Sapling Week 1&2 Homework Question

[Mrudula Akkinepally]

What happens to a system at equilibrium when there is an increase in temperature? Will it favor products or reactants? Will Q be greater than, less than, or equal to K?

I don't remember this from lecture. I don't think we covered it yet lol.

But if you know, please let me know!

Thank you :)

[JaylinWangDis1L]

I believe that when there is an increase in temperature, K changes, not Q. If the reaction is endothermic and heat is required for the reaction, then adding heat will cause the reaction to favor product formation. If the reaction is exothermic and heat is given off (released), then adding heat will will cause the reaction to favor reactants. So (if I'm not mixing this up) when Q>K the system favors reactants, when Q<K the system favors products, and when Q=K the system is at equilibrium.

[Aaina 2D]

Hi! As far as I know, temperature is one of the only things that affect the equilibrium constant (K). The way I look at how temperature affects a reaction is by whether it's exothermic or endothermic. If the reaction is endothermic, heat would technically be on the reactants side, and if you increase temperature (add heat), your adding heat to the reactants side, and so by Le chatlier's principle, the direction would move to the right and favor the products. Similarly, if the reaction was exothermic, heat would be on the products side (heat is released), and if temperature increases, you are adding heat to the products side, so by Le chatlier's principle, the reaction would move to the left (reverse direction) and favor the reactants.

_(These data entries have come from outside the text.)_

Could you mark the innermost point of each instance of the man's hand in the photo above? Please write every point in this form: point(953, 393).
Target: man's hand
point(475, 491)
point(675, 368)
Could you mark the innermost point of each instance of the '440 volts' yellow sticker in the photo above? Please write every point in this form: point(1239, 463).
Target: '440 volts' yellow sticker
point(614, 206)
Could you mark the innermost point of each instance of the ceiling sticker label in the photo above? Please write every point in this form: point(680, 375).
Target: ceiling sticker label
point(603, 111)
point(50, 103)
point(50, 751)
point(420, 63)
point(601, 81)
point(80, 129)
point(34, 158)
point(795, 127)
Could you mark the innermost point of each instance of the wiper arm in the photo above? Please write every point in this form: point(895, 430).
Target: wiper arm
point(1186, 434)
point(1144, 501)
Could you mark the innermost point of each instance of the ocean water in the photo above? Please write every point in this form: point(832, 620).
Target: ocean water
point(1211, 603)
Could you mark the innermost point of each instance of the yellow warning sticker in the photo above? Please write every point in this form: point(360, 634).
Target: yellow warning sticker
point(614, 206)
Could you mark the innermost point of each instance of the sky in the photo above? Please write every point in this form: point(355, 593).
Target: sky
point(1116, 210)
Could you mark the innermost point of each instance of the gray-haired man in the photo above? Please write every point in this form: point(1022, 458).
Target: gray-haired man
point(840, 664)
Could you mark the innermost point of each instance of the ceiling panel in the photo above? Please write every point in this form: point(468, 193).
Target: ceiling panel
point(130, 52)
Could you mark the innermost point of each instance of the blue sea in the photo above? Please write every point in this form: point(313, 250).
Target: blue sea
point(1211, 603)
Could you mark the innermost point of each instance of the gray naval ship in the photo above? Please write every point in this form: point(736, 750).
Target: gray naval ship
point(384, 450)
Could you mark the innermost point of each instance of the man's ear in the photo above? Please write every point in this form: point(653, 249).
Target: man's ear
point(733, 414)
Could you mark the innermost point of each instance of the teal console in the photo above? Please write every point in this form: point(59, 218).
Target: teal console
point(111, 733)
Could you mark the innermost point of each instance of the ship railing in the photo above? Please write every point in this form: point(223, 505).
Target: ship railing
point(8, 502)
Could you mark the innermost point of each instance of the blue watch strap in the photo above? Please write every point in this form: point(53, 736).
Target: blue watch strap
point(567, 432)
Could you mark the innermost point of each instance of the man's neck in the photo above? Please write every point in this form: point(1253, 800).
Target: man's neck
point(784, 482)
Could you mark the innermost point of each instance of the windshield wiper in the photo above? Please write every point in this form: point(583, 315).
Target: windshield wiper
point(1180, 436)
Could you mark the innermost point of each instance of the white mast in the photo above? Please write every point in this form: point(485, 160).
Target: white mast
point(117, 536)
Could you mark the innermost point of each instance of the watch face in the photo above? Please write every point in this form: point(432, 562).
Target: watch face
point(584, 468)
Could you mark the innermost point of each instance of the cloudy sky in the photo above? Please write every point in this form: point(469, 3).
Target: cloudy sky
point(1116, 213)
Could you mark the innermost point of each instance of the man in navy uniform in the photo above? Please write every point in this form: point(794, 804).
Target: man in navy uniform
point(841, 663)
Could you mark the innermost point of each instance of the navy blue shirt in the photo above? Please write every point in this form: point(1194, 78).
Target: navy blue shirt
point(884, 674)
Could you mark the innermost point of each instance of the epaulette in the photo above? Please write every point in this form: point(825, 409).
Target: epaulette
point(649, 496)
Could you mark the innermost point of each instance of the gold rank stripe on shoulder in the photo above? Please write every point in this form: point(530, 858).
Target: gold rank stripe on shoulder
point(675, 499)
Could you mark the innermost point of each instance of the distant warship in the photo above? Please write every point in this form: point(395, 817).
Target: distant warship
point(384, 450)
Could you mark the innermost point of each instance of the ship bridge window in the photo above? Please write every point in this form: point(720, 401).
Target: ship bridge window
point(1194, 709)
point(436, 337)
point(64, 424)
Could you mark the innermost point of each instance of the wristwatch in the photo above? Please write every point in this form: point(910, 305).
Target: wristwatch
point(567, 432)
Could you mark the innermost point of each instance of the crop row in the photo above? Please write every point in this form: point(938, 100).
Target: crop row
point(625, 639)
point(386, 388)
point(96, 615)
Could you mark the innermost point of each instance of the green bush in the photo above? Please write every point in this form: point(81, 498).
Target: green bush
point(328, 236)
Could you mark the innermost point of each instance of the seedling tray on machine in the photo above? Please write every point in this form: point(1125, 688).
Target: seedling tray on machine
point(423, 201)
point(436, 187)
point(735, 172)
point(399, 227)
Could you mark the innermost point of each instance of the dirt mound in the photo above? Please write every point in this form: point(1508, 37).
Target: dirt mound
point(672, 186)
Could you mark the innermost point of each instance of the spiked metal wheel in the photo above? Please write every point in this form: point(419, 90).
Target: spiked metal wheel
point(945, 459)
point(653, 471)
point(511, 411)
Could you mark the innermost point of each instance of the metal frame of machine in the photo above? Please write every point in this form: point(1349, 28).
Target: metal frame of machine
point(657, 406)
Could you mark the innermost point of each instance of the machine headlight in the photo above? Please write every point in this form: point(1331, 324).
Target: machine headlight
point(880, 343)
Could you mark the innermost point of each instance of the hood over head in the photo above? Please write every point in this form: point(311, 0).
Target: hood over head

Hopefully this makes sense!

[Lucy_Balish_3G]

If you want a full explanation for this question, the chemical equilibrium part 4 video on Lavelle's website was helpful and describes the relationship between temperature increase, product and reactant increase, and the value of Q. It starts at 37:50 and the link is
https://lavelle.chem.ucla.edu/wp-content/supporting-files/Chem14A/Videos/Chemical_Equilibrium_Part4.wmv.html

Hope this helps1

[alebenavides]

there's just an increase in K and not Q

[Sophia Spungin 2E]

What happens to a system at equilibrium when there is an increase in temperature? Will it favor products or reactants? Will Q be greater than, less than, or equal to K?

I don't remember this from lecture. I don't think we covered it yet lol.

But if you know, please let me know!

Thank you :)

I had a similar question, as I was under the impression that we would have to know whether the reaction was exothermic or endothermic in order to predict how it would be effected by an increase in temperature?

[Ryan_Kien_1L]

The equilibrium would shift in a direction based on whether the reaction was endothermic or exothermic.

[Sandra Kim 2B]

based on what was said in the module 4 video, exothermic reactions (releases heat) shift to the right/products and K increases while endothermic reactions (uses up heat) shift to the left/reactants and K decreases. so, you would have to determine the type of reaction it is first if you wanted to see what side is favored i think.

[Tracey Huynh 2F]

Hi!

When there is an increase in temperature, the direction that the equilibrium will shift toward depends on whether the reaction is endothermic or exothermic.

When a reaction is endothermic, it indicates that the reactants have lower energy than the products since it required heat in order for the products to form from the reactants. Therefore, with an increase in heat due to an increase in temperature, the equilibrium constant, K, will favor the products since the reactants will utilize the heat to collide and form more products. This will cause K to increase since more products are being formed.

When a reaction is exothermic, the products not have a lower energy than the reactants since the reaction releases heat when the reactants form the products. Therefore, with more heat introduced into the system through the increase in temperature, the reverse reaction is favored as it goes from a lower to higher heat (from products to reactants). This will cause K to decrease since more reactants are being formed.

Normally, we're given ΔH to see whether or not a reaction is endothermic (positive ΔH) or exothermic (negative ΔH). However, there are some occasions when ΔH is omitted, such as in the textbook problem 5J #11 part b. In these cases, we would have to see whether bonds are being broken (endothermic) or formed (exothermic).